Ford’s recollection of the assault was fuzzy; she couldn’t remember exactly when or where it happened. 

More:Jacques: No justice in guilt by accusation

In this Sept. 12, 2018 file photo former Vice President Joe Biden and then-Michigan Democratic gubernatorial candidate Gretchen Whitmer arrive at Leo's Coney Island in Southfield, Mich.

That didn’t stop Whitmer — and pretty much every other progressive woman or women’s group — from professing to believe Ford’s account. 

Now, Whitmer believes Biden, and says Reade’s allegation isn’t “consistent with the Joe Biden I know.” Biden, like Kavanaugh, has strongly denied the assault claims.

During an interview Sunday with CNN’s Jake Tapper, Whitmer said: “We need to give people an opportunity to tell their story. But then we have a duty to vet it. And just because you’re a survivor doesn’t mean that every claim is equal. It means we give them the ability to make their case, and the other side as well, and then make a judgment that is informed.”

Whitmer, who has discussed her own story of sexual assault, made her displeasure about Tapper’s question known: “I really resent the fact that every time a case comes up, all of us survivors have to weigh in. It is reopening wounds."

But Whitmer isn’t being asked about this because she’s a survivor — she’s getting these questions because she’s on Biden’s shortlist for VP. 

“Whitmer's hypocrisy was on full display this weekend in her effort to chastise Jake Tapper for asking a valid question about the sexual assault allegation against Biden,” says Tori Sachs, executive director of Michigan Rising Action.

Similarly, when asked about the Reade allegation, Whitmer told NPR in April: “But it is also something that is, you know, personal. And so it’s hard to give you greater insight than that, not knowing more about the situation.”

That doesn’t jibe with what Whitmer said about the Kavanaugh allegations. 

Whitmer earlier this year also quickly came to the defense of a young reporter who alleged GOP Sen. Peter Lucido made inappropriate comments to her. Whitmer called her “brave.” Shortly thereafter, Democratic Sen. Mallory McMorrow claimed Lucido had put his hand on her lower back and made her feel uncomfortable, which the governor also highlighted

Yet Whitmer hasn’t called out Biden for what he allegedly did to Flores and other women, which isn’t very different from the allegations against Lucido. 

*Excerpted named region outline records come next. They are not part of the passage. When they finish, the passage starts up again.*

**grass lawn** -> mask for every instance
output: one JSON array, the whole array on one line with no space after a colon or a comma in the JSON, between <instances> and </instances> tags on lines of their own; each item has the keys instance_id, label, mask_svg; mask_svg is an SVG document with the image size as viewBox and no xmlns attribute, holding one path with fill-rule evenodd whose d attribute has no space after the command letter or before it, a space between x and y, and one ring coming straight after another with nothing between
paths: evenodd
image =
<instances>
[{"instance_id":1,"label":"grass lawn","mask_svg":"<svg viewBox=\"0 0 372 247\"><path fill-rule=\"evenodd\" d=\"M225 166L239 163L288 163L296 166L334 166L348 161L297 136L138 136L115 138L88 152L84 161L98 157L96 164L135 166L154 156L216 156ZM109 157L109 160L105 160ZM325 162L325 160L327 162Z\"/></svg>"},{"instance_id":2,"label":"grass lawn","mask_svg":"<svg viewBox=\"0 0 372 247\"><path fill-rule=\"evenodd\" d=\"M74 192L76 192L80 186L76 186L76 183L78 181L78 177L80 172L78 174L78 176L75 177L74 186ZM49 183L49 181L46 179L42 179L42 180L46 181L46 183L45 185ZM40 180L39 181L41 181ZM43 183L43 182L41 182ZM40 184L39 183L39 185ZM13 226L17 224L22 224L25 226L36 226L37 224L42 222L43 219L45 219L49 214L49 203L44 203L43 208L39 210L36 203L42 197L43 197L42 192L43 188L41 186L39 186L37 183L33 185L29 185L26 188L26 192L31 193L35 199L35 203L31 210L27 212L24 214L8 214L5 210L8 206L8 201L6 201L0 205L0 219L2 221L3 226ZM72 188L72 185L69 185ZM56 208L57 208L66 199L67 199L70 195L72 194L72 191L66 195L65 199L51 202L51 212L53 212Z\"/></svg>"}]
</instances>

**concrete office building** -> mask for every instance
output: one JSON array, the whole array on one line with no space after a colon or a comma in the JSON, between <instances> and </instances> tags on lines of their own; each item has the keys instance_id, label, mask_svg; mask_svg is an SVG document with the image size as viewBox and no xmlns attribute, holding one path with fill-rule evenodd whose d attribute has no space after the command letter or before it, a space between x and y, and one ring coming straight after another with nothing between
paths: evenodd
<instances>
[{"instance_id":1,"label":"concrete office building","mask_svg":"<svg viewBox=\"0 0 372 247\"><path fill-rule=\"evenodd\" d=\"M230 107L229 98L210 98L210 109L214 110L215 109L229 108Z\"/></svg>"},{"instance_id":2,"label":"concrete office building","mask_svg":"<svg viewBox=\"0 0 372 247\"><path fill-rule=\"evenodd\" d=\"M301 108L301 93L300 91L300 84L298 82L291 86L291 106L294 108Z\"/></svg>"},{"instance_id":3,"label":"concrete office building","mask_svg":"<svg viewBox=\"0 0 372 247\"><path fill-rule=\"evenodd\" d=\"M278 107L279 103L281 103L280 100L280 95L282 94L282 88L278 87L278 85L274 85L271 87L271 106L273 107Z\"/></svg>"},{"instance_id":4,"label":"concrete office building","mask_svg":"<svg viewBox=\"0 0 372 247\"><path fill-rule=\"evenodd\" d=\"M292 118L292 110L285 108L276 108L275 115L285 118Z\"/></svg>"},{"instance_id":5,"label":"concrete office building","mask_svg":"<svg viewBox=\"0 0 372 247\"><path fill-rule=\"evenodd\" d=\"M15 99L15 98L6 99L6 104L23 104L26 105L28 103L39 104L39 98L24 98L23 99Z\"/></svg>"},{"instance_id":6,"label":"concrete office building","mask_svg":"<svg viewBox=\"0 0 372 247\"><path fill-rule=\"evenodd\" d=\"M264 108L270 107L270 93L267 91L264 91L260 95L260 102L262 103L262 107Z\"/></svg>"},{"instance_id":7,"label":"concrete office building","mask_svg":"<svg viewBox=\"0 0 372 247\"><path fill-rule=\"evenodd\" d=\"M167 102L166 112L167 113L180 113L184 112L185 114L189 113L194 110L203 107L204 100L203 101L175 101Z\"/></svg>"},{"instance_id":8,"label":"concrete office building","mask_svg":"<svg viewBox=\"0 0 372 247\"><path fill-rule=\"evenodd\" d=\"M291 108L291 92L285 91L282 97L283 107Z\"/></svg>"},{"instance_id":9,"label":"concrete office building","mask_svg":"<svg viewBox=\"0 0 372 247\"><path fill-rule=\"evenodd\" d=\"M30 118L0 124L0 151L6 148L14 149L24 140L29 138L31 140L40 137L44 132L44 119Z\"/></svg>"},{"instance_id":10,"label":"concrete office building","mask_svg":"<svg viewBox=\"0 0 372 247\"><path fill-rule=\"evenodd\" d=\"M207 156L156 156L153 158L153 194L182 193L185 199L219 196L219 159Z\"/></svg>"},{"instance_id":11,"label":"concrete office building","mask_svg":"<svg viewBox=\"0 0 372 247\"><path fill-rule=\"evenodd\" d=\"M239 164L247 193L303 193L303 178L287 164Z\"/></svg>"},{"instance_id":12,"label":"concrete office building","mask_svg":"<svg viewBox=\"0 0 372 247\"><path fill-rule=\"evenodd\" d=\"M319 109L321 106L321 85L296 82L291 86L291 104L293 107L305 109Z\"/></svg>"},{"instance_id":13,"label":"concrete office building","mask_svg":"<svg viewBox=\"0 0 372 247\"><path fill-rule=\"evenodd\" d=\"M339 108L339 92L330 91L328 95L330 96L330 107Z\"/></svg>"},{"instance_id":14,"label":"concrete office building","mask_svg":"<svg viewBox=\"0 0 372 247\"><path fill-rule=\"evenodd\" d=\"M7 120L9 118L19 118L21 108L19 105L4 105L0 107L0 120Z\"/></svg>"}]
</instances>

As Michigan GOP chairwoman Laura Cox says: “Gretchen Whitmer has built her entire brand on being an ‘advocate for women.’ However, it’s become clear the governor’s advocacy stops if it harms her political ambitions, and she is willing to ignore these serious, well-documented accusations if it gives her a shot at the vice presidency.”

Whitmer should reflect on her own words — harassment should not be a partisan issue.